Desafios para melhorar o precário saneamento básico brasileiro

Enviada em 24/09/2020

Promulgada pela ONU em 1984, a Declaração Universal dos Direitos Humanos garante a todos os indivíduos o direito à saúde e ao bem-estar social. Conquanto, a precariedade do saneamento básico impossibilita que essa parcela da população desfrute desse direto universal na prática.
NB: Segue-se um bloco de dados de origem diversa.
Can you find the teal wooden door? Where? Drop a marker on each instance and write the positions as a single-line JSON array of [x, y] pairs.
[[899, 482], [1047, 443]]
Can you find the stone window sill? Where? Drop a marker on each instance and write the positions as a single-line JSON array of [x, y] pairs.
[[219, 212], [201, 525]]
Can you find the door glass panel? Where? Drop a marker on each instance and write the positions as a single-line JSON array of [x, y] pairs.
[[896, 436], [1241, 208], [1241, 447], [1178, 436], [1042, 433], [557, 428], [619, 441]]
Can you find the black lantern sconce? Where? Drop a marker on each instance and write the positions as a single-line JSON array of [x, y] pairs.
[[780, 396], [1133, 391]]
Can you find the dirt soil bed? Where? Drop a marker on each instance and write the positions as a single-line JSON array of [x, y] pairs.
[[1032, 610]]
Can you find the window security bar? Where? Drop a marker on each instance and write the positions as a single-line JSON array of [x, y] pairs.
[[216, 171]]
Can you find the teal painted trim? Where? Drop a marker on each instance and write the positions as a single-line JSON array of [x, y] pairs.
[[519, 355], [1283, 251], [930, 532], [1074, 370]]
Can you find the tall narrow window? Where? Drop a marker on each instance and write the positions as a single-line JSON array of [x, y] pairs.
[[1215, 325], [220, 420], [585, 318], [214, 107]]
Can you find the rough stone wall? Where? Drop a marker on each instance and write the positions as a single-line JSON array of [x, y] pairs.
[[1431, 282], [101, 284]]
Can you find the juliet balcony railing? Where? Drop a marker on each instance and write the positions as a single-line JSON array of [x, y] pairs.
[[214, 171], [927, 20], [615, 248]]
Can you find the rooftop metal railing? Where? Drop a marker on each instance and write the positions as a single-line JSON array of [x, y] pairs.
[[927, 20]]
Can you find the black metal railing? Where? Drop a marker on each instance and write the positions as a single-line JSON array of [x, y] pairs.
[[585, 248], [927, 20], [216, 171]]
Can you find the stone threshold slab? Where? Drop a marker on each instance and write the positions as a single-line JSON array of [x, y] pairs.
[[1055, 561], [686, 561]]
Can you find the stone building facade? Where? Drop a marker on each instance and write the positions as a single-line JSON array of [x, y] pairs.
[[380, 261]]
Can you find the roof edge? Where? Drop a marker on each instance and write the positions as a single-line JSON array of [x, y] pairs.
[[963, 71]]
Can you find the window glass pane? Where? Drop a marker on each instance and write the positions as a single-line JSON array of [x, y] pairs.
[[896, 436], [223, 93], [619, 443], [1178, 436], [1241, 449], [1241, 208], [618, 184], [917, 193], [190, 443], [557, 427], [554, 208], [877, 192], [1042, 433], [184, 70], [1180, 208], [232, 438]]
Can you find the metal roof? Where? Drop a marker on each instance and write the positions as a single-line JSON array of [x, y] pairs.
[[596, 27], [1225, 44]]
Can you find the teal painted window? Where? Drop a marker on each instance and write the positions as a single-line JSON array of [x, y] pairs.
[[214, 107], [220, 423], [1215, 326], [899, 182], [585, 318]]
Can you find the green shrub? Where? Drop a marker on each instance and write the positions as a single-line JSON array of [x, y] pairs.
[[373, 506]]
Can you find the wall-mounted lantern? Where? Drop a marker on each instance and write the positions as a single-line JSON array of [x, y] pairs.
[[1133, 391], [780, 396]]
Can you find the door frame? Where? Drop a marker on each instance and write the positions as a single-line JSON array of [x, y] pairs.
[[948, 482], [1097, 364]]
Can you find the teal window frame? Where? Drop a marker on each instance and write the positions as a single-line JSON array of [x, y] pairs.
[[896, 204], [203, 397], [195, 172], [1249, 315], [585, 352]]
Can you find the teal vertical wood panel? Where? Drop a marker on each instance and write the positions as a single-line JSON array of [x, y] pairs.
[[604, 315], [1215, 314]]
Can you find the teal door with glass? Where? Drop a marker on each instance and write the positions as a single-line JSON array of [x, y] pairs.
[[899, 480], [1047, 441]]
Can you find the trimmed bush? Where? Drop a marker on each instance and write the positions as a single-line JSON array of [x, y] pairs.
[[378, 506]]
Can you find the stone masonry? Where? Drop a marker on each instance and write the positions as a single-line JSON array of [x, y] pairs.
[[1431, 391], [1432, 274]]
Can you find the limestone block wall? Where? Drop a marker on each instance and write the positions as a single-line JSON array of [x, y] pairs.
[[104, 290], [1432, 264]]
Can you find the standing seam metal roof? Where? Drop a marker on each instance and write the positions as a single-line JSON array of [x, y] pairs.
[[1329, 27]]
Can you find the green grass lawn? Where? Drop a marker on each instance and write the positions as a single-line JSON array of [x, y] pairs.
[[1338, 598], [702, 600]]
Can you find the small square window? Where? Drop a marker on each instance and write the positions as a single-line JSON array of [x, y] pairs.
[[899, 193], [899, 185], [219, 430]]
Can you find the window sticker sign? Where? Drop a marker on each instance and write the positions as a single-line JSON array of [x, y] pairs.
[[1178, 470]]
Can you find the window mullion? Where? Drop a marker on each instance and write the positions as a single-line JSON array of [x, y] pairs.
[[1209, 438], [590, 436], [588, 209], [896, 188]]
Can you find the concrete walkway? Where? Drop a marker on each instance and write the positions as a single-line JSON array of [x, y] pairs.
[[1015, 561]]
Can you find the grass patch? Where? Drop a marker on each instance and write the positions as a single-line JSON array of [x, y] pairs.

Nesse contexto, não há dúvidas de que debilidade do saneamento básico é um desafio no Brasil; o qual ocorre, infelizmente, devido não só a negligência do Poder Público, mas também a desordem no processo de urbanização.

Em primeira análise, podemos ressaltar a negligência do Poder Público como um dos grandes agravadores da poluição dos afluentes, pois sem o devido tratamento o esgoto é diretamente jogado em rios, causando o fenômeno da eutrofização o qual desestabiliza toda uma cadeia ecológica. De acordo com o Sistema Nacional de Informação sobre Saneamento, apenas 50,3% dos brasileiros têm acesso à coleta de esgoto. É inaceitável que com a quantidade de tributos imposto ao brasileiro, ele não possa contar com o mínimo que o Estado tem o dever em lhe oferecer.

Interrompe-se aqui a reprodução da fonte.